Piazza di Santa Maria in Trastevere

overall i’d say i got upset that the past is the past. it was such a wonderful experience to study in rome and spend the time with the people i did, and i couldn't believe it was over. not only was it over, it had been over for four years. i've been out of college for over four years. time flies. and i felt like i had to reckon for that, time passing. i felt like i had to have something to show for it, or at least arguably have a present as wondrous.

i know a lot of this is perspective, and that yesterday i was suffering from a lack of gratitude. my therapist would probably subtly push me to be happy the past happened, accept that it’s over, and recognize my present is something else entirely, not to be compared.

i do take that stance, actually. i'm grateful i got this experience studying abroad that not everyone gets. i accept the experience is in the past, i’m very happy to have the memories to look back on.

and i do recognize my present is something else entirely. the last four years have been absolutely crazy too, so much has happened. i know i’ll look back, one day, and my current present too will become the good old days.

i like that wording a lot, actually. the past is the good old days, the present will also one day be the good old days, and the future are simply good old days yet to come. this wording captures what i want to embody - unconditional positive regard towards the past, present and future.
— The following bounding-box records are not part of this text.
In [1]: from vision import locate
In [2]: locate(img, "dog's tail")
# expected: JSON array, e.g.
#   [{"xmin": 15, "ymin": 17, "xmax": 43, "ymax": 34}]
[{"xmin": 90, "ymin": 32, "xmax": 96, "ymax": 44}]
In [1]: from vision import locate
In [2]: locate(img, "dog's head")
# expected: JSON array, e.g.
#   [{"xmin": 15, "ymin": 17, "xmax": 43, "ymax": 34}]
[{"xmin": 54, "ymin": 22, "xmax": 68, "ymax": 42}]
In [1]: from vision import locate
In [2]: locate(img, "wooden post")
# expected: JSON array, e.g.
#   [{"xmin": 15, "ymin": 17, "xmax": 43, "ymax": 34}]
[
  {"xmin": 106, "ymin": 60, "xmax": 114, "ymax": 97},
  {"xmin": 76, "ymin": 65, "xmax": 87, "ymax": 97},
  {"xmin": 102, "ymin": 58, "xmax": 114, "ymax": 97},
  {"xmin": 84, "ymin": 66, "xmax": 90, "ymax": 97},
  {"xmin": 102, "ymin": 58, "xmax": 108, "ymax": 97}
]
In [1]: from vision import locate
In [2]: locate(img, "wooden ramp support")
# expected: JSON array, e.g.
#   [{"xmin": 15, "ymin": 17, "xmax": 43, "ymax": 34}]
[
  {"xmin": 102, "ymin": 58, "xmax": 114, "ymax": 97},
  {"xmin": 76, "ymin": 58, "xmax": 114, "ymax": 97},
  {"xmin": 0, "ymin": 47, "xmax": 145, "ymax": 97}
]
Yeah, the past was honestly the best
But my best is what comes next
- BTS, Yet to Come
Yet to Come (The Most Beautiful Moment)

i find it funny i'm having these thoughts about time in Rome, because of course of all cities Rome is a city with a past. i'm barely a speck of dust on Rome's timeline.

i have this visual of rome in my head, where the people are like a river flowing through the streets, while the buildings are boulders that stay the same despite the water rushing past.

obviously the ancient and famous buildings continue to exist, like the Pantheon, the Colosseum, St. Peter's Basilica. but also my favorite haunts from four years ago (creepily imo) are still there, mostly the same. Freni e Frezioni near the Tiber, Mordi e Vai at Testaccio Market, the supermarket i used to go to. the people are fleeting, the buildings and institutions less so.

i find it absolutely shocking that time does not stand still. i've added four years, yet the physical bits of the city i’m surrounded by feel like they've added none. it makes me feel mortal and small.

i felt mortal and small again today when i stumbled on a beautiful but somber graveyard in Ostiense, home to the bodies of 422 casualties from WW2. the soldiers buried here died eighty years ago, yet here i am among their graves. i linger for ten, twenty minutes, but i leave, and they remain.

my mind tries to make sense of all this, it wants to process the flow of time and turn it into actionable takeaways, but it can't.

time is out of our control. imo the only appropriate response is to feel awe, out of respect for that which transcends us.